Disaster Recovery¶

Scope¶

This file covers disaster recovery strategy decisions: RPO/RTO definition per workload tier, failure scenario classification, failover model selection, data replication strategy, DR testing methodology, and DR cost optimization. For backup tool selection and backup architecture, see enterprise-backup.md. For provider-specific data protection implementation, see the provider files.

Checklist¶

Why This Matters¶

Disaster recovery planning is fundamentally a business decision disguised as a technical one. The cost of DR infrastructure scales directly with how aggressive the RPO and RTO targets are — an active-active multi-region deployment can cost 3-5x more than a single-region deployment with periodic backups. Without explicit business input on acceptable downtime and data loss, engineering teams either over-spend on DR for non-critical workloads or under-invest in DR for critical ones. Both are expensive mistakes — one wastes budget, the other risks the business.

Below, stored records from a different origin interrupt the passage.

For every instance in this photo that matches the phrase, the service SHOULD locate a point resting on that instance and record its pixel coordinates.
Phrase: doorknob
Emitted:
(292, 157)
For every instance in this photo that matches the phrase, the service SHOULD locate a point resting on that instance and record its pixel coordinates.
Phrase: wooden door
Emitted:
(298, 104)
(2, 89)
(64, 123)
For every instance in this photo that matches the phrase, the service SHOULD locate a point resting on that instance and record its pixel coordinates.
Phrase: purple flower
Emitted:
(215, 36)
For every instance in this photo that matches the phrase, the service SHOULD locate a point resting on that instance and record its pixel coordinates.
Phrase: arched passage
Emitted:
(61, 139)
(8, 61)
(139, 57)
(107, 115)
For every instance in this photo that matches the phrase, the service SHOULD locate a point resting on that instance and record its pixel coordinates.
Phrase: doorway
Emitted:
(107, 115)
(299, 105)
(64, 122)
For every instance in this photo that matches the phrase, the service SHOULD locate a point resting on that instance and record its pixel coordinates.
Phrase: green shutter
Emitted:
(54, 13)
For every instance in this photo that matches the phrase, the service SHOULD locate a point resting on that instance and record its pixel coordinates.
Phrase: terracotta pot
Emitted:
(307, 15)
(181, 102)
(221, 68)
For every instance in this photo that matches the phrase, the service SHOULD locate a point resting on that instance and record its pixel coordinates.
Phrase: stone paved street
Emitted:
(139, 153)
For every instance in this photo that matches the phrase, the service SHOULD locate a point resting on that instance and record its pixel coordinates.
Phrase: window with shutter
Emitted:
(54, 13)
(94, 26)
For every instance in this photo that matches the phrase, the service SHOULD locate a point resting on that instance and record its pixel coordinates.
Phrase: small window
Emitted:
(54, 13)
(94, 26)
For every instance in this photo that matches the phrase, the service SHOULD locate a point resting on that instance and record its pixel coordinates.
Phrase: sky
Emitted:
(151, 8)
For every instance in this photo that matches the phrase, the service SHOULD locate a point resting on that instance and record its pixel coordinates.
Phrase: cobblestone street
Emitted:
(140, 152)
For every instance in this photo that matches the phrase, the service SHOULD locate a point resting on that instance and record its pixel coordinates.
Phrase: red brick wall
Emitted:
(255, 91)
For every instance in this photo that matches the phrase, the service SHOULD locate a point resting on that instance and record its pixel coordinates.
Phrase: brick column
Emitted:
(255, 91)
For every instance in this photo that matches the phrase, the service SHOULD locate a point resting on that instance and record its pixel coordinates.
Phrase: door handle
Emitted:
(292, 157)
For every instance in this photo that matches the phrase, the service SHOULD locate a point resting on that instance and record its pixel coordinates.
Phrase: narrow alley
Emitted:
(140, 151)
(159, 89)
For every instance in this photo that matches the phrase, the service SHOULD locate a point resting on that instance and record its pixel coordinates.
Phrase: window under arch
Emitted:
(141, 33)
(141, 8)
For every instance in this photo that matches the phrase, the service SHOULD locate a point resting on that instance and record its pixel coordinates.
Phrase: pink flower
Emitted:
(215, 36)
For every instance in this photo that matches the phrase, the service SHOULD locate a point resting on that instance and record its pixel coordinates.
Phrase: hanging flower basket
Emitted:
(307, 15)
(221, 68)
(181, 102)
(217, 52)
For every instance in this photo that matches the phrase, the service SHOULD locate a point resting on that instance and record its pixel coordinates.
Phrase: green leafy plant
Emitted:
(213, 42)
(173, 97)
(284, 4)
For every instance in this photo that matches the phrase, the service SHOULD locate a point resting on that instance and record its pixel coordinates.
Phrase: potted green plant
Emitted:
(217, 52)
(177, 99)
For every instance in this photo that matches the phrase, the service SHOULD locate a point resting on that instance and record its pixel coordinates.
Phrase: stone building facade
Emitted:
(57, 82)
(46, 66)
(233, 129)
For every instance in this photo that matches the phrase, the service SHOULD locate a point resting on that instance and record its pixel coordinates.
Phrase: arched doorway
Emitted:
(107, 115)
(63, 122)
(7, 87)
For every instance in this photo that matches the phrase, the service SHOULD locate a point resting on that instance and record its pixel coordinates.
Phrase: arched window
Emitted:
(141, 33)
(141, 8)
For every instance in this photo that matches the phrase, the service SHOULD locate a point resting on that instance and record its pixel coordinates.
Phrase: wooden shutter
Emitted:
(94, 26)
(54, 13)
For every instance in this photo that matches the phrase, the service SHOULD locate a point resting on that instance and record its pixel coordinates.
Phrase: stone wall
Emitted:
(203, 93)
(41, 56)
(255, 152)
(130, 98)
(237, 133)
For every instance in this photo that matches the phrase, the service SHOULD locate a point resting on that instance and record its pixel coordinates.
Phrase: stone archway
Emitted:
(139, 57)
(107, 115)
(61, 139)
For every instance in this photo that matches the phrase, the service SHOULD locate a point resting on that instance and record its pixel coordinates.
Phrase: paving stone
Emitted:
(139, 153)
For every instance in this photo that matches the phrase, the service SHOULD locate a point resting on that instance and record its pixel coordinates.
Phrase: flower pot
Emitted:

The most dangerous DR plan is the one that has never been tested. Organizations routinely discover during an actual disaster that their replication was silently failing, their runbooks reference infrastructure that no longer exists, their failover scripts have undocumented dependencies on the primary site, or their RTO calculation did not account for the time required to make a decision, notify stakeholders, and coordinate the failover. Regular DR testing is the only way to convert a theoretical plan into a validated capability.

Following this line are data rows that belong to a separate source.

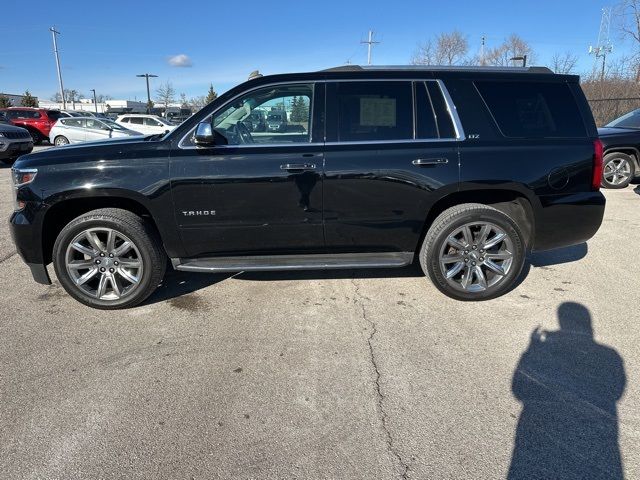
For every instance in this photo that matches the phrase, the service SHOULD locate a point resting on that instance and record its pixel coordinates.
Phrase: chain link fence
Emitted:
(608, 109)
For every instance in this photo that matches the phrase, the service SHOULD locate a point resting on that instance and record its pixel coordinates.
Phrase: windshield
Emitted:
(113, 125)
(630, 120)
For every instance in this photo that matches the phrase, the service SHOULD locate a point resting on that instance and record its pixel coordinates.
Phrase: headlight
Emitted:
(21, 177)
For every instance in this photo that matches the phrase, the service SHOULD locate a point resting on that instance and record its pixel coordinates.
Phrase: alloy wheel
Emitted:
(104, 264)
(617, 171)
(476, 257)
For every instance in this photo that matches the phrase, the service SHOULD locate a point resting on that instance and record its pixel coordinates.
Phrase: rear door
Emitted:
(391, 153)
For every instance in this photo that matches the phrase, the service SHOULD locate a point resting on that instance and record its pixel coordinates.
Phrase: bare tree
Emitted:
(448, 49)
(513, 46)
(564, 63)
(166, 94)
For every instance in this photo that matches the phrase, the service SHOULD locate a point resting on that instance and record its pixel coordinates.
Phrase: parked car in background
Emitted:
(147, 124)
(14, 141)
(38, 121)
(87, 129)
(621, 141)
(462, 170)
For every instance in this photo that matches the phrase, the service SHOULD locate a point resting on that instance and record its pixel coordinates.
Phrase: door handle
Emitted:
(298, 166)
(430, 161)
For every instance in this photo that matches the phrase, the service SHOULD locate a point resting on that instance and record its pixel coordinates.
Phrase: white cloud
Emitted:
(181, 60)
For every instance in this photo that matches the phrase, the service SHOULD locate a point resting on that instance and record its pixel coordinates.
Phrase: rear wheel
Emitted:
(618, 170)
(60, 140)
(473, 252)
(109, 258)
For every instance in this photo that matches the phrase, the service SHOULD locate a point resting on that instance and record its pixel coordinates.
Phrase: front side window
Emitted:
(270, 115)
(374, 111)
(530, 109)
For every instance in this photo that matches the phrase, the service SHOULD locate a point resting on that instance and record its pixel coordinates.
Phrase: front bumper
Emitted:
(566, 220)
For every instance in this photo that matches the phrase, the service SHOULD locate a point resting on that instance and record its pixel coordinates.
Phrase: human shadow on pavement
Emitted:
(569, 386)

Modern distributed systems introduce DR challenges that traditional backup-and-restore approaches do not address. A microservices architecture may span dozens of stateful services, each with different replication mechanisms, consistency guarantees, and failover behaviors. Failing over a database without also failing over the dependent cache, queue, and search index produces an inconsistent system that may be worse than being completely down. DR planning for distributed systems must address service dependencies, data consistency across services, and the order of operations for failover and failback.

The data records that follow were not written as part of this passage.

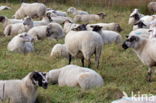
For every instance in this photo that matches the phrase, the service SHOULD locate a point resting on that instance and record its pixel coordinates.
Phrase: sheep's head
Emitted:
(39, 79)
(81, 27)
(102, 15)
(2, 18)
(96, 28)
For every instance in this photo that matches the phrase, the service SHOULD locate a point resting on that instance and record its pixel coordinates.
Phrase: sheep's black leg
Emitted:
(70, 58)
(82, 61)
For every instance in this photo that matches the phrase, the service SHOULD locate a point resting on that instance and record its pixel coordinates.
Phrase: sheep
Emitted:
(145, 50)
(59, 50)
(107, 35)
(21, 43)
(107, 26)
(76, 12)
(152, 6)
(134, 17)
(30, 9)
(5, 21)
(14, 29)
(89, 18)
(24, 90)
(73, 75)
(53, 30)
(84, 43)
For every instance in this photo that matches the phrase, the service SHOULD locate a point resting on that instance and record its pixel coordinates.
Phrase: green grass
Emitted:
(121, 70)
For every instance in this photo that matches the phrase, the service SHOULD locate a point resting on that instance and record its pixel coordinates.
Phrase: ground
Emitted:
(121, 70)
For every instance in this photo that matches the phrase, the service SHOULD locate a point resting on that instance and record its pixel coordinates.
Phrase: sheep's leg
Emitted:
(149, 76)
(70, 58)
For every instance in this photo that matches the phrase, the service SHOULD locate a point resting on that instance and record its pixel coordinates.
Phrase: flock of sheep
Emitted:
(80, 41)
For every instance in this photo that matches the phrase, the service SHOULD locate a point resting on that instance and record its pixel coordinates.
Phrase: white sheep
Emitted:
(5, 21)
(89, 18)
(52, 30)
(86, 43)
(21, 43)
(14, 29)
(24, 90)
(74, 11)
(31, 9)
(107, 26)
(73, 75)
(145, 50)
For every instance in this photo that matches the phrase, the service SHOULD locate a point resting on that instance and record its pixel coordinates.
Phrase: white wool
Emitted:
(72, 76)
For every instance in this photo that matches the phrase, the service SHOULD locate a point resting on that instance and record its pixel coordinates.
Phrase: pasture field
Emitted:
(121, 70)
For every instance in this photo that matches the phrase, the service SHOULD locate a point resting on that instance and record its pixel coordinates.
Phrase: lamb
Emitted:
(30, 9)
(152, 6)
(107, 26)
(5, 21)
(24, 90)
(53, 30)
(89, 18)
(145, 50)
(73, 11)
(21, 43)
(73, 75)
(14, 29)
(135, 16)
(107, 35)
(84, 43)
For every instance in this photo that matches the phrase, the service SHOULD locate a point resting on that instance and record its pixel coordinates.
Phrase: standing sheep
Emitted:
(31, 9)
(86, 43)
(22, 91)
(53, 30)
(21, 43)
(72, 76)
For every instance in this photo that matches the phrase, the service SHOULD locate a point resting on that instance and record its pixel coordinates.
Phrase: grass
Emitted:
(121, 70)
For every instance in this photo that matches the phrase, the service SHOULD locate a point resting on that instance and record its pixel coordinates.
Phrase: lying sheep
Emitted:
(145, 50)
(24, 90)
(107, 26)
(14, 29)
(74, 11)
(89, 18)
(135, 16)
(5, 21)
(52, 30)
(31, 9)
(72, 76)
(86, 43)
(21, 43)
(152, 6)
(107, 35)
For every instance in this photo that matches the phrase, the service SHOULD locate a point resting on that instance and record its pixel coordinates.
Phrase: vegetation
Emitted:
(121, 70)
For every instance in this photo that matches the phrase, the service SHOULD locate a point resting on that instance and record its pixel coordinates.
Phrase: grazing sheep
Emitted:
(14, 29)
(5, 21)
(24, 90)
(53, 30)
(107, 26)
(152, 6)
(89, 18)
(59, 50)
(73, 11)
(73, 75)
(86, 43)
(135, 17)
(31, 9)
(21, 43)
(145, 50)
(107, 35)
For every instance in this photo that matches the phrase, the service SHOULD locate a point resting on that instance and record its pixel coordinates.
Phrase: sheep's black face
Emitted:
(131, 42)
(2, 18)
(39, 79)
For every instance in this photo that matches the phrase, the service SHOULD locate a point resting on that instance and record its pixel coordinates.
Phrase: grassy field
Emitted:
(121, 70)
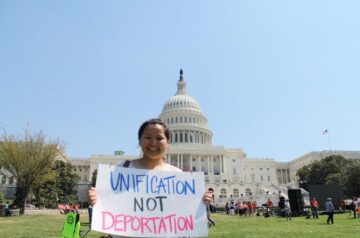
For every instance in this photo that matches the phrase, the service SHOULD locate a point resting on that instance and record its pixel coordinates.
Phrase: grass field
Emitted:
(226, 226)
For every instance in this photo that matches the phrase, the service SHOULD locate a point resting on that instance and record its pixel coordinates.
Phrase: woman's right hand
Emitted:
(92, 196)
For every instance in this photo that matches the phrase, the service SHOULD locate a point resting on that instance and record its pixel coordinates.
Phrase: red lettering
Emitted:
(108, 214)
(162, 225)
(118, 221)
(144, 222)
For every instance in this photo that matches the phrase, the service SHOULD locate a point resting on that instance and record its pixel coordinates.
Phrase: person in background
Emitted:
(353, 207)
(208, 211)
(287, 210)
(314, 207)
(329, 208)
(153, 136)
(7, 209)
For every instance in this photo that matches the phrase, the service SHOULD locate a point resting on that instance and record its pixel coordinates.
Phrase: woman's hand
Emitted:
(207, 198)
(92, 196)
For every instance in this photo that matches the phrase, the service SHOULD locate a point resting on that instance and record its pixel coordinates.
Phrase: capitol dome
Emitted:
(183, 115)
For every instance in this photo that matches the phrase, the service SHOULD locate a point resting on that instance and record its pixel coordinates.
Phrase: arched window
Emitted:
(236, 193)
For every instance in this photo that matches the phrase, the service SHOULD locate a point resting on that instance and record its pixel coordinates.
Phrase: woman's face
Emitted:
(153, 142)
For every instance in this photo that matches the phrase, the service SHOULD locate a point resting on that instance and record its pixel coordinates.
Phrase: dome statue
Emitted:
(183, 115)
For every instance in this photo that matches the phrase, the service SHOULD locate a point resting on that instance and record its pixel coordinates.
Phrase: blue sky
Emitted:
(270, 76)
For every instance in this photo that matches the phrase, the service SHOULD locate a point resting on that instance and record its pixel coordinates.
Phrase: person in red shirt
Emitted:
(314, 207)
(269, 203)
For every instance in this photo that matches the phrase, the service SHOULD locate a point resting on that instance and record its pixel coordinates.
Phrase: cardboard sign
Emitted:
(149, 203)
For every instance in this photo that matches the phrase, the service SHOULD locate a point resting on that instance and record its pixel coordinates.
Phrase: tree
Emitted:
(66, 182)
(352, 179)
(333, 169)
(60, 188)
(28, 160)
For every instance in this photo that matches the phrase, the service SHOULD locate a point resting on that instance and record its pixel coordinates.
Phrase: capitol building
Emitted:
(231, 174)
(229, 171)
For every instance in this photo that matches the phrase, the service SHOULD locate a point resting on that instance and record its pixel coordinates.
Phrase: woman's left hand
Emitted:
(207, 198)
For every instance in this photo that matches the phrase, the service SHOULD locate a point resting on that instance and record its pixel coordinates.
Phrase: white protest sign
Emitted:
(149, 203)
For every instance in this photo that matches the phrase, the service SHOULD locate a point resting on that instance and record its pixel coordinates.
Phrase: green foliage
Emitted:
(66, 182)
(49, 226)
(58, 188)
(28, 160)
(333, 169)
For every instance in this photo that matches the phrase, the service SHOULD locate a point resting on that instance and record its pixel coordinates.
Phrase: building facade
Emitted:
(229, 171)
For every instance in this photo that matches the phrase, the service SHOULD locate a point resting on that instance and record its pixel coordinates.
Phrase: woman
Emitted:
(153, 138)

Common Decisions (ADR Triggers)¶

ADR: Failover Model Selection¶

Context: The organization must select a DR architecture that balances RTO requirements against infrastructure cost and operational complexity.

Options:

Criterion	Active-Active	Active-Passive	Warm Standby	Pilot Light
RTO	Near-zero (traffic already flowing)	Minutes to hours (DNS switch + warm-up)	Minutes (scale up + DNS switch)	Hours (provision + scale + DNS switch)
RPO	Near-zero (multi-master or conflict resolution)	Depends on replication lag	Depends on replication lag	Depends on backup/replication frequency
Steady-State Cost	2x+ (full capacity in both regions)	1.5-2x (full standby environment)	1.2-1.5x (reduced standby)	1.05-1.2x (minimal infrastructure)
Complexity	Very high (data consistency, conflict resolution, global routing)	Moderate (replication, failover automation)	Moderate (scaling automation, replication)	Low-moderate (provisioning automation)
Data Consistency	Requires conflict resolution strategy (last-write-wins, CRDTs, application-level merge)	Single primary, straightforward	Single primary, straightforward	Single primary, potential for higher data loss
Best Fit	Zero-downtime SLA, global user base, revenue-critical applications	Most production workloads with < 1 hour RTO	Budget-conscious with moderate RTO (< 2 hours)	Non-critical workloads, development/staging DR

Decision drivers: SLA commitments (contractual downtime penalties), revenue impact per hour of downtime, data consistency requirements, team's operational maturity with multi-region architectures, and infrastructure budget.

ADR: Data Replication Strategy¶

Context: Stateful services require data replication to the DR site, and the replication method determines both RPO and production performance impact.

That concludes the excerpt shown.